The trouble is, you can’t just forget the things that have become part of your worldview. “Here, then, is the crux of the modern dilemma. We cannot go back to alchemy or animism – at least that does not seem likely” (23). On the other hand, Berman cannot stomach the idea of living in the world that scientific progress promises to lead us toward. And it’s true, I would rather live in a world like the one Heraclitus knew (“ ‘What is divine escapes men’s notice because of their incredulity’” (95)) than the world of Simon Stevin (“What appears a wonder is not a wonder” (67)) or Isaac Newton (“The mystery of nearly two millennia was over: one could be reassured that the heavens that confront us on a starry night held no more secrets than a few grains of sand running through our fingers” (42)).
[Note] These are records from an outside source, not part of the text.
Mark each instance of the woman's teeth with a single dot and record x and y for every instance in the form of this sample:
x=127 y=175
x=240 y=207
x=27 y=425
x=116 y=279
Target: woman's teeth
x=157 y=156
One of the troubling features of the scientific worldview for Berman is that it changes the questions we ask: “So long as men were content to ask why objects fell, why phenomena occurred, the question of how they fell or occurred was irrelevant. These two questions are not mutually exclusive, at least not in theory; but in historical terms they have proven to be so. ‘How’ became increasingly important, ‘why’ increasingly irrelevant. In the twentieth century, as we shall see, ‘how’ has become our ‘why’” (28). This, in fact, is not so different from what Wertheim argues.
This obsession with the how has caused us to view the world as being a big, complex, machine. For example, “Man’s activity as a thinking being – and that is his essence, according to Descartes – is purely mechanical” (34). From this perspective, we have developed the scientific method (which further reinforces this worldview, it should be noted): “Subdivide, measure, combine; subdivide, measure, combine…. This method may properly be called ‘atomistic,’ in the sense that knowing consists of subdividing a thing into its smallest components” (34). Max Weber recognized how this kind of thinking stripped hitherto natural processes of purpose, making them meaningful or valuable only insomuch as they are instrumentally valuable, profitable, expedient: “Max Weber called this attitude of mind zweckrational, that is, purposively rational, or instrumentally rational” (40).
The other goal of science is control; obsessive, pathological control: “Finally, atomism, quantifiability, and the deliberate act of viewing nature as an abstraction from which one can distance oneself – all open the possibility that Bacon proclaimed as the true goal of science: control” (46). Calculation was of course necessary for the development of modern capitalism; and “The German sociologist Georg Simmel argued that the money economy ‘created the ideal of exact numerical calculation,’ and that the ‘mathematically exact interpretation of the cosmos’ was the ‘theoretical counterpart of a money economy’” (55).
And, as I have been harping on about forever, the result is that, “modern science is grounded in a sharp distinction between fact and value; it can only tell us how to do something, not what to do or whether we should do it” (51).
But what to make of such things as quantum entanglement and the role of the observer in the shaping of reality? These too are offered by the scientific worldview.